We take a look at how eye surgery at Johns Hopkins Aramco Healthcare (JHAH) has helped save the sight and improve the lives of three local residents.

Sight is something many take for granted. But what if in your early 20s you begin to lose it? That's what happened to two young Saudis.

“They had keratoconus, which is a corneal disease that is common in young Saudis,” explains Dr. Ashbala Khattak, JHAH consulting ophthalmologist.

Dr. Khattak used the ‘big bubble technique’ to perform the delicate surgery needed to correct this disease. Also known as Deep Anterior Lamellar Keratoplasty, the technique enabled her to remove the damaged layers of the cornea and leave the innermost endothelial layer.

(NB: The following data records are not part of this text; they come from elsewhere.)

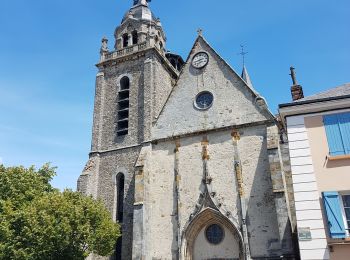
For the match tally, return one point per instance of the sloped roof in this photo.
(342, 90)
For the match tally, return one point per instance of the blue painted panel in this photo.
(335, 142)
(344, 124)
(332, 205)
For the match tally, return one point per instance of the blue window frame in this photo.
(338, 133)
(333, 207)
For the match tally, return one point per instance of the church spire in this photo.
(245, 76)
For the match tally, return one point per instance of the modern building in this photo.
(318, 129)
(185, 155)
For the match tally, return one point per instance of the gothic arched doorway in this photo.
(210, 235)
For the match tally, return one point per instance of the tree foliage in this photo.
(39, 222)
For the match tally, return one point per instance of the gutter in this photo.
(312, 101)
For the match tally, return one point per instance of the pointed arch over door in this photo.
(196, 239)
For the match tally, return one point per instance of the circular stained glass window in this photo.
(214, 234)
(204, 100)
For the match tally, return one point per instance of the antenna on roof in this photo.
(243, 54)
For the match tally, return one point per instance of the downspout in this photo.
(239, 176)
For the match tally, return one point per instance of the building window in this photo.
(135, 37)
(125, 40)
(337, 207)
(214, 234)
(346, 204)
(123, 107)
(338, 133)
(204, 100)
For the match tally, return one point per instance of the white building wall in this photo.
(307, 200)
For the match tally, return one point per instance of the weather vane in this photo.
(243, 54)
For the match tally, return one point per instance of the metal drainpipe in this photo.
(239, 177)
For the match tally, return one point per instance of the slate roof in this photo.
(342, 90)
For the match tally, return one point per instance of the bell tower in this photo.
(133, 83)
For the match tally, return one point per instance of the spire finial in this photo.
(293, 74)
(243, 53)
(142, 2)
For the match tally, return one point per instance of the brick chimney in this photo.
(296, 89)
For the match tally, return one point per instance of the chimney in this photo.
(296, 89)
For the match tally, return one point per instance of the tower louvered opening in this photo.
(123, 107)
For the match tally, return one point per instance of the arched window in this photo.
(135, 37)
(123, 107)
(125, 40)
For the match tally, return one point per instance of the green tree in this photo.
(39, 222)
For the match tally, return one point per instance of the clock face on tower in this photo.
(204, 100)
(200, 60)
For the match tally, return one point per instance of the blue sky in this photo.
(48, 50)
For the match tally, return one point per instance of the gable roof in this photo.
(236, 103)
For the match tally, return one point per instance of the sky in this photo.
(48, 50)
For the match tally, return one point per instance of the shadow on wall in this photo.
(263, 226)
(336, 163)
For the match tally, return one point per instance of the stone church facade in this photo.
(185, 155)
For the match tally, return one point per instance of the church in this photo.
(185, 153)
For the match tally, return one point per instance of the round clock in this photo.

Prior to Dr. Khattak’s arrival, JHAH referred one patient with keratoconus every month to either the King Khalid Eye Specialist Hospital or to an eye hospital in Dubai. For those who meet the criteria, this procedure, which only recently replaced full thickness corneal transplant, is an outpatient procedure providing faster recovery time, minimal risk of graft rejection and better results for the patient.

Sutureless eye surgery 

Saleh Saud Al-Rabou also had life-changing eye surgery at JHAH. He went from only being able to count fingers from a maximum of three feet away in one eye, to 20/40 vision in that same eye within one week of surgery.

Al-Rabou underwent the first sutureless scleral fixated intraocular lens (SFIOL) implant at JHAH, one of only a few sutureless SFIOLs that have been performed in the region. “His vision was very poor due to the lens having been removed during a previous cataract surgery,” said Dr. Khattak. “Dr. Alaa Hatoum and I performed sutureless SFIOL to correct the problem.”

A sutureless SFIOL is a complex surgery that involves attaching the lens to the scleral, the white portion of the eye, using a special glue. Traditional SFIOLs involve making a large incision and then suturing the lens in place. The benefits of the sutureless technique are better vision, long-term stability and reduced recovery time.

“I went back for a follow-up appointment a week after the surgery,” said Al-Rabou. "I was very happy. Now I can read again.”